NASA EVA Team
There’s a lot that can go wrong 250 miles above the surface of the earth. Up there, in Low Earth orbit, simple maneuvers require complex machines and perfectly executed mission sequences. A spacewalk is not a cakewalk, though NASA engineers can make it look that way.
James Montalvo, Daren Welsh, and Scott Wray are some of the NASA engineers at the Johnson Space Center in Houston, Texas. Their team works directly on spacewalks, also known as extravehicular activities (EVAs). Anytime an astronaut steps out of the spacecraft, James, Daren, Scott and their teams are hard at work.
To be successful, a spacewalk requires the collection and organisation of a plethora of information and details which must be stored in one of many locations on- or offline. The details are imperative to the EVA team’s missions, but trawling through several sources of information can be a costly timesink.
“We had a major knowledge capture issue within our group,” James says. “We had stuff spread out between just file share [drives]… It was spread out all over the place. None of them really had version control, [so] we had this issue of ‘what’s the latest version’, or ‘are you working on that thing right now’, things getting accidentally deleted.”
We find ourselves asking ourselves, well, we're already doing a fun, rewarding, and cool job, and here we are trying to do something completely different.

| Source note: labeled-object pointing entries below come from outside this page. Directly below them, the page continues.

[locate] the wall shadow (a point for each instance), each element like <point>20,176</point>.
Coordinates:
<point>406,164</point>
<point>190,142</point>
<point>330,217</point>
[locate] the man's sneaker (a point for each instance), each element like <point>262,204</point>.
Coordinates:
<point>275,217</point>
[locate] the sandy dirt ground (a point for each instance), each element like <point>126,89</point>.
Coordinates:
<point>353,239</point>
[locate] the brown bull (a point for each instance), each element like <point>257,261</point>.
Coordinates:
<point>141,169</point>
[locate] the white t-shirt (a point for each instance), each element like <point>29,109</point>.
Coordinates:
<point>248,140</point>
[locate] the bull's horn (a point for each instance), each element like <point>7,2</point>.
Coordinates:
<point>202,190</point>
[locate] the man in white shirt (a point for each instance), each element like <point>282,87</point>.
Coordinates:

Daren has been a long-time advocate of MediaWiki as a platform. In late 2011, he persuaded James to “covertly” implement a wiki on a web server, and the team began quietly populating pages as something of a test case. They were wary of publicising the wiki throughout the organisation, fearful it might be dismissed by a management skeptical of the wiki framework.
“There was this period of time at end of 2012 where management got on board, and it kind of overnight changed from ‘we don't know if we are going to do this thing’ to ‘we are going to go all out wiki’,” Daren says.
“The word ‘wiki’ started being [used] many times in every meeting,” James adds. “People were always talking about how this content was on the wiki, or that content should be added to the wiki.”
The wiki’s importance to the EVA team became clear on one day when the unthinkable happened—the team’s server crashed. It was then, James says, that the group realised how fundamental this wiki project, launched by the three engineers and grown by countless others, had become in their daily routines.
Now, James, Daren, and Scott have set up more than ten wikis at NASA. They’ve found that providing a “critical mass” of starting material—derived from existing documents, or webpages containing large amounts of information—is needed to really get a team committed to a project. They also provide briefers on the more fiddly aspects of MediaWiki, such as ‘wikitext’ and template syntax.
The MediaWiki development used by the EVA team at NASA, James notes, resembles Wikipedia quite strongly. He says working with MediaWiki websites in enterprise situations can perhaps make people more aware of Wikipedia as a collaborative tool.
“I think that’s probably one of the biggest places where enterprise use can kind of give back,” he explains. “It’s just simply educating more people. If they get in the habit of, ‘oh there’s a typo I want to fix that’, when they get onto Wikipedia and they see something that’s grammatically incorrect or whatever…They’re gonna go ahead and make those changes.”
“It’s kind of a weird thing,” adds Daren, “being in a position where you want to also work on implementing wikis. We find ourselves asking ourselves, well, we're already doing a fun, rewarding, and cool job, and here we are trying to do something completely different.”
“It’s just that we’re trying to do our job better, and using a wiki... It pays itself back in dividends. It makes it easier for us to do our job, and makes us more efficient.”